La Catedral San Carlos Borromeo, es un lugar religioso y de culto para la iglesia católica, sin embargo su mayor aporte a la historiografía y la leyenda en Matanzas es la conservación de las actas de matrimonios, bautismos y defunciones de las más importantes figuras de la provincia, muchas trascendidas al resto del país. Entre las grandes personalidades puede encontrarse José White Laffite, compositor notable, el poeta José Jacinto Milanés, los médicos Domingo Lecuona y Juan Guiteras Gener, así como el pintor Alejandro Dubrocq, todos ellos poseen en esta parroquia sus asientos bautismales. También, un doloroso documento para la comunidad literata y con sentido matancero es la presencia del acta de defunción de Gabriel de la Concepción Valdés (Plácido) y la orden de su asesinato.
Entre cemento, estatuas y maderas

Hemos tratado de salvar piezas que existen en el templo hace años pero algunas están en extremo deterioro, así comunicó a este equipo de reporteros el profesor y artista de la plástica Adrián López González, quien está al frente de una restauración general a la Catedral junto a una pequeña brigada de seis muchachos diestros en carpintería, escultura, pintura y tapicería, todos procedentes de la Escuela Provincial de Arte Alfonso Pérez Isaac.

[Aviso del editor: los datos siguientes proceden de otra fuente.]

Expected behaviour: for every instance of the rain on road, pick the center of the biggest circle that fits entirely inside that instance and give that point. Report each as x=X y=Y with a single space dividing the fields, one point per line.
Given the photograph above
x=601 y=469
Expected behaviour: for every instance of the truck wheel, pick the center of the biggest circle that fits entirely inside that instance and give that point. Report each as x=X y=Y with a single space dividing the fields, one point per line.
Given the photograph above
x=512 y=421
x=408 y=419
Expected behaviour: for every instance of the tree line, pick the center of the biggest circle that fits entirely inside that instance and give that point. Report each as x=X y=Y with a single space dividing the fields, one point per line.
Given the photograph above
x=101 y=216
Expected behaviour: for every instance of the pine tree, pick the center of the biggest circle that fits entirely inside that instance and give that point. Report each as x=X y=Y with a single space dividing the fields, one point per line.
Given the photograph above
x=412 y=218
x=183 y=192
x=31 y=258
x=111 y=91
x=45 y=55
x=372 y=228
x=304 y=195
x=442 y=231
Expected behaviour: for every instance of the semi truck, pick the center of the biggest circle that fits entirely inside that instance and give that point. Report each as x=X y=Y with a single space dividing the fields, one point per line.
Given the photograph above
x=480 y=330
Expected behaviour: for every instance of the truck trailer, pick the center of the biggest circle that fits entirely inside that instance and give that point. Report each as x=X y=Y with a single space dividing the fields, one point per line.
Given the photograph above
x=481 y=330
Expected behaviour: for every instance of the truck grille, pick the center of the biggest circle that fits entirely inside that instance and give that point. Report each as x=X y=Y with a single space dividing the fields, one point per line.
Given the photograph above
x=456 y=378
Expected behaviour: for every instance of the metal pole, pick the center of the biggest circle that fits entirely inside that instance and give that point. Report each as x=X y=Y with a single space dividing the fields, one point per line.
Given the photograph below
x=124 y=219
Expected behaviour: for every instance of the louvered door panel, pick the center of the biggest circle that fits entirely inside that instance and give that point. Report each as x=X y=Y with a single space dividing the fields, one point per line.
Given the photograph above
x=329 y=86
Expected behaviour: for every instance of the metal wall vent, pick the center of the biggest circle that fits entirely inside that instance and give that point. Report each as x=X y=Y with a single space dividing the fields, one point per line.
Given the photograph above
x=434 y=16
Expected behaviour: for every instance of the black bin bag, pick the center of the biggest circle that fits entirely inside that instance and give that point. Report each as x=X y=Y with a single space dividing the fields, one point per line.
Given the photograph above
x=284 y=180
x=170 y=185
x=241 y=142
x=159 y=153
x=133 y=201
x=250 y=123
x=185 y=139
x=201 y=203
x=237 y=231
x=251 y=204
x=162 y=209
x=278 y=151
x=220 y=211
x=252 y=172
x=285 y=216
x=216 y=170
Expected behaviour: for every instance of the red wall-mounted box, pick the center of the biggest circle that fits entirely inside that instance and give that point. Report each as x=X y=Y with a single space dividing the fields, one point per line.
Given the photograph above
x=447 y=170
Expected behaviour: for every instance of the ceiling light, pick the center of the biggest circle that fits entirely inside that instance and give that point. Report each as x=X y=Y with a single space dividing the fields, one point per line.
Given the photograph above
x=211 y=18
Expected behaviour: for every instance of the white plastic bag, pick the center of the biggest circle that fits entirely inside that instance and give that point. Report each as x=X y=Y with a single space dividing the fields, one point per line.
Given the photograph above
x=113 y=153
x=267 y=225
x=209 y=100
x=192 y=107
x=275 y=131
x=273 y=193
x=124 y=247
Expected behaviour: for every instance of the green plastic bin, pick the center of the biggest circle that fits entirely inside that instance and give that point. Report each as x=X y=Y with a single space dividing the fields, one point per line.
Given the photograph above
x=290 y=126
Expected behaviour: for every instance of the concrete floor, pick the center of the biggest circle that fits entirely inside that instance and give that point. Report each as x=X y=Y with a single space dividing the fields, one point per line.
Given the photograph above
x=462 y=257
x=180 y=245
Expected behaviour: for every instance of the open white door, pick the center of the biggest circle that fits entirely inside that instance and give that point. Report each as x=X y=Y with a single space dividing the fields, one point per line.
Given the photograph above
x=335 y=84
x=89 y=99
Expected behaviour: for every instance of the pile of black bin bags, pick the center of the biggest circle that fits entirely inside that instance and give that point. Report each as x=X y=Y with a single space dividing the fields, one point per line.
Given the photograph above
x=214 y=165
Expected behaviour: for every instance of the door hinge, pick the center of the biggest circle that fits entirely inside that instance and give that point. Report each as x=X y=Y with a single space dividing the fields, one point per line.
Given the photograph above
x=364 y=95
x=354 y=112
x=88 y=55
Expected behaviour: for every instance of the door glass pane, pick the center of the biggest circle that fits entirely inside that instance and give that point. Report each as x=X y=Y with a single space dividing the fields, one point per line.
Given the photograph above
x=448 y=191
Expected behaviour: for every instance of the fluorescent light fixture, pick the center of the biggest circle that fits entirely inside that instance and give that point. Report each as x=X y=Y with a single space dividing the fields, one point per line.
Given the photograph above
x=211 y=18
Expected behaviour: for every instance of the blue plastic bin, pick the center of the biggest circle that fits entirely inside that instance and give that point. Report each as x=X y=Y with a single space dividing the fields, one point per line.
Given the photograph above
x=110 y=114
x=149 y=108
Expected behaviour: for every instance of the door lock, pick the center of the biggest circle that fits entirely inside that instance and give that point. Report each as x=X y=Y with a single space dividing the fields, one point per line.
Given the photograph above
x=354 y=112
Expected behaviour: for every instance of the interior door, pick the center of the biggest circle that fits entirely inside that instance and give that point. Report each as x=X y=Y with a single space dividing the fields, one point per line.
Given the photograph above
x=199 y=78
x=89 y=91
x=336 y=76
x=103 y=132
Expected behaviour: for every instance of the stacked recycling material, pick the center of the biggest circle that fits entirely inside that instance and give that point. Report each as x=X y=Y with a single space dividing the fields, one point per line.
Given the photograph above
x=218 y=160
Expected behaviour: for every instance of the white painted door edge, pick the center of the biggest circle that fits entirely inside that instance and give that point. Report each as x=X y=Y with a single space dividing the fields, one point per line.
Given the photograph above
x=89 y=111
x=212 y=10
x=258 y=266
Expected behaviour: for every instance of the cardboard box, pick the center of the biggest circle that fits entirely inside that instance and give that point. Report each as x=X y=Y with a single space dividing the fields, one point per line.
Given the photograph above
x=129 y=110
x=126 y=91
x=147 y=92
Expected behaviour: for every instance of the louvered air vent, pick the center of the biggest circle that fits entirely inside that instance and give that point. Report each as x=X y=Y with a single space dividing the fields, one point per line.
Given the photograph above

Adrián agregó no tener fecha específica para dar cierre al proceso debido a complejidades asociadas a ciertos detalles, como materiales singulares que en ocasiones son difíciles de conseguir, piensa que para el año que viene, el 2016, todo termine. La reparación ha sido asumida, financiada y amparada por la Iglesia Católica, aquí en Matanzas es el obispo de la Catedral quien, junto al administrador del centro, gestiona lo relativo a presupuesto y mantiene un estrecho vínculo con los restauradores; acotó López González. Materiales procedentes de España e Italia son los necesarios para este tipo de construcciones; se asignan grandes costos de importación pues las propiedades de varios químicos requieren transporte marítimo.

Trabajos con empleo de cal, para la transpiración de paredes, maderas del tipo cedro y láminas doradas, para cubrir ornamentos, son protagonistas en la remodelación interior, labor que respeta los diseños y virtuosismos propios de la antigua iglesia. Mientras, es poco el acercamiento y la preocupación que se le asocia, con este arduo rescate, al Gobierno provincial, sin embargo, el equipo de trabajo agradece enormemente el apoyo y la tenacidad de Leonel Pérez Orozco, Conservador de la Ciudad, y apuesta por un roce a la perfección luego de varios meses de empeño.